A London Underground report leaked to rail unions, claim it’s not worth the money in making tube trains driverless, putting a negative outlook on the proposal to spend £7 billion by Transport for London (TfL) on the transition.
Railway drivers’ union, Aslef, would rather prefer the project to be scrapped altogether as they believe that the idea was politically driven.
The report prepared for TfL managers states that the cost of running trains without drivers and attendants would be huge and the benefits would be marginal.
The report claim that converting old rail lines is not financially viable because of the high capital costs involved even though the document suggests that it could make sense to include driverless capability on new rail lines and upgrades.
New platform barriers and doors will need to be constructed to stop people falling onto the track, also new signalling systems and other equipment need to be put in place.
Despite the trains been driverless, the report suggests that there would still need to be a train operator on every Tube train due to the nature of London’s lines which are deep and only inches wider than the trains themselves.
Some benefits noted would include better platform safety and slight increases in reliability.

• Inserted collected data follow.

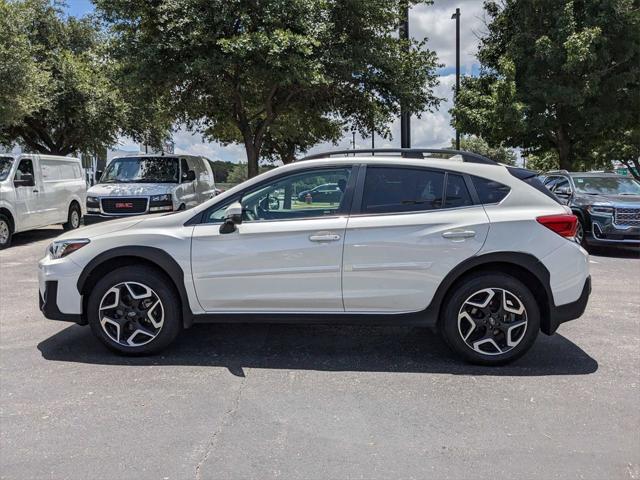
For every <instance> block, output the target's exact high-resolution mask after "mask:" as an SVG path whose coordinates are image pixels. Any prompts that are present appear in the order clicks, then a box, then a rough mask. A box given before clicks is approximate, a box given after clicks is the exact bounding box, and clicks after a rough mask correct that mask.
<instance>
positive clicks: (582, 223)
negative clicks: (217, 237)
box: [541, 170, 640, 246]
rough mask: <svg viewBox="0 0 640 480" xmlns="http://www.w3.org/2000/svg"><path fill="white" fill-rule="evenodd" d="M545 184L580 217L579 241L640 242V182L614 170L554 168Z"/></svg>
mask: <svg viewBox="0 0 640 480" xmlns="http://www.w3.org/2000/svg"><path fill="white" fill-rule="evenodd" d="M541 180H542V181H543V183H544V185H545V186H546V187H547V188H548V189H549V190H550V191H551V192H553V193H554V194H555V195H556V197H558V199H559V200H560V201H561V202H562V203H564V204H566V205H568V206H569V207H571V210H573V213H574V214H575V215H577V217H578V219H579V225H578V231H577V233H576V241H578V242H580V243H581V244H582V245H584V246H588V245H593V246H599V245H602V246H604V245H632V246H640V182H638V181H637V180H635V179H634V178H631V177H623V176H621V175H616V174H614V173H583V172H567V171H566V170H555V171H551V172H547V173H545V174H544V175H542V176H541Z"/></svg>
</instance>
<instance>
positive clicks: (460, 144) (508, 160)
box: [451, 135, 518, 165]
mask: <svg viewBox="0 0 640 480" xmlns="http://www.w3.org/2000/svg"><path fill="white" fill-rule="evenodd" d="M455 145H456V141H455V140H451V147H452V148H455ZM460 148H461V149H462V150H466V151H468V152H473V153H479V154H480V155H484V156H485V157H488V158H491V159H493V160H495V161H496V162H500V163H503V164H505V165H515V164H516V160H517V159H518V155H517V154H516V152H515V151H514V150H513V149H511V148H508V147H504V146H502V145H501V146H498V147H490V146H489V144H488V143H487V142H486V141H485V140H484V139H482V138H481V137H478V136H476V135H465V136H461V137H460Z"/></svg>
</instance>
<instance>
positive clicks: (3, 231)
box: [0, 214, 13, 250]
mask: <svg viewBox="0 0 640 480" xmlns="http://www.w3.org/2000/svg"><path fill="white" fill-rule="evenodd" d="M12 236H13V232H12V231H11V222H9V219H8V218H7V217H6V216H5V215H2V214H0V250H2V249H3V248H8V247H9V246H10V245H11V237H12Z"/></svg>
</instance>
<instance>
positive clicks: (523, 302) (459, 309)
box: [440, 273, 540, 365]
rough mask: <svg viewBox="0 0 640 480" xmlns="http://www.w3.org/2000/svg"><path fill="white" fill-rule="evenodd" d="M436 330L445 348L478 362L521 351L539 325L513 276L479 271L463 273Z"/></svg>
mask: <svg viewBox="0 0 640 480" xmlns="http://www.w3.org/2000/svg"><path fill="white" fill-rule="evenodd" d="M441 320H442V322H441V328H440V332H441V334H442V336H443V337H444V340H445V341H446V343H447V344H448V345H449V346H450V347H451V349H452V350H453V351H454V352H455V353H457V354H458V355H460V356H461V357H462V358H464V359H465V360H467V361H469V362H471V363H476V364H480V365H502V364H505V363H509V362H512V361H513V360H515V359H517V358H519V357H520V356H522V355H524V354H525V353H526V352H527V351H528V350H529V349H530V348H531V346H532V345H533V343H534V342H535V339H536V337H537V336H538V331H539V330H540V309H539V307H538V304H537V303H536V300H535V298H534V296H533V294H532V293H531V291H530V290H529V289H528V288H527V287H526V286H525V285H524V284H523V283H522V282H520V281H519V280H517V279H516V278H514V277H512V276H510V275H506V274H502V273H482V274H478V275H474V276H470V277H467V278H465V279H464V280H463V281H462V282H461V283H459V284H458V285H457V286H456V287H455V288H454V289H453V293H452V294H451V295H449V297H448V298H447V300H446V303H445V308H444V315H443V317H442V319H441Z"/></svg>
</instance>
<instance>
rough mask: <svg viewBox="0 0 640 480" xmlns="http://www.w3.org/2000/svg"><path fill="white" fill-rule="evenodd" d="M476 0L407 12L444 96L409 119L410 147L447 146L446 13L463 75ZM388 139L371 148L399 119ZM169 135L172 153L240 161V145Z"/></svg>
mask: <svg viewBox="0 0 640 480" xmlns="http://www.w3.org/2000/svg"><path fill="white" fill-rule="evenodd" d="M482 3H483V2H482V0H459V1H457V2H453V1H450V0H435V3H434V4H433V5H420V6H417V7H415V8H413V9H412V10H411V12H410V17H409V18H410V24H409V32H410V34H411V36H412V37H414V38H416V39H423V38H425V37H426V38H428V42H427V47H428V48H429V49H431V50H434V51H435V52H436V53H437V55H438V59H439V63H442V64H444V67H443V69H442V70H441V71H442V72H443V76H441V77H440V85H439V86H438V87H436V89H435V94H436V96H438V97H442V98H444V99H445V101H443V102H442V103H441V105H440V109H439V110H438V111H436V112H433V113H425V114H424V115H422V118H420V119H418V118H415V117H414V118H413V119H412V120H411V144H412V146H415V147H423V148H429V147H431V148H437V147H449V146H450V142H451V139H452V138H453V137H454V135H455V132H454V130H453V128H451V126H450V115H449V113H448V110H449V109H450V108H451V105H452V98H453V90H452V88H453V85H454V83H455V74H453V73H451V72H453V71H454V69H455V20H452V19H451V15H452V14H453V13H454V12H455V9H456V7H459V8H460V11H461V16H460V19H461V27H460V64H461V67H460V69H461V71H462V73H463V74H465V73H466V74H470V73H471V72H472V71H473V69H474V68H477V60H476V58H475V54H476V51H477V48H478V43H479V42H478V37H479V36H480V35H481V34H482V32H483V31H484V24H483V8H482ZM391 131H392V135H393V139H392V140H384V141H383V140H382V139H380V138H377V139H376V147H379V148H384V147H398V146H400V122H399V121H398V120H396V121H394V122H393V124H392V125H391ZM173 140H174V142H175V148H176V152H177V153H185V154H194V155H204V156H206V157H208V158H211V159H212V160H217V159H220V160H228V161H232V162H239V161H245V160H246V154H245V151H244V147H243V146H242V145H227V146H223V145H220V144H219V143H217V142H204V141H203V140H202V137H201V135H199V134H192V133H190V132H188V131H186V130H184V129H180V130H178V132H176V133H174V135H173ZM351 142H352V136H351V134H349V133H347V134H346V135H345V136H344V137H343V138H342V139H341V140H340V142H339V145H338V146H337V147H336V146H333V145H332V144H320V145H318V146H316V147H314V148H313V149H312V150H311V152H310V153H317V152H321V151H324V150H332V149H336V148H340V149H347V148H351ZM370 146H371V139H370V138H360V136H359V135H357V136H356V147H357V148H369V147H370Z"/></svg>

The document, dated August, continues: “Value for money is significantly weakened if driverless conversion is undertaken via a retro-fit of existing trains and infrastructure, due to increased costs, risks and shorter remaining life of key assets.
“Value for money and affordability of driverless conversion should be considered as opportunities arise alongside planned line upgrade and asset renewal programmes through the 2020s-2040s.
“The driverless case is unlikely to be strong enough to justify prioritisation ahead of planned capacity enhancements on the LU network.”
It concluded: “Staffing efficiencies are offset by increased maintenance costs of the additional safety systems, surveillance, security fencing etc required.
“Overall the case is not financially positive given the high capital costs.
“Its implementation network-wide will present a considerable affordability challenge which will further exacerbate TfL’s current financial and longer-term funding position.”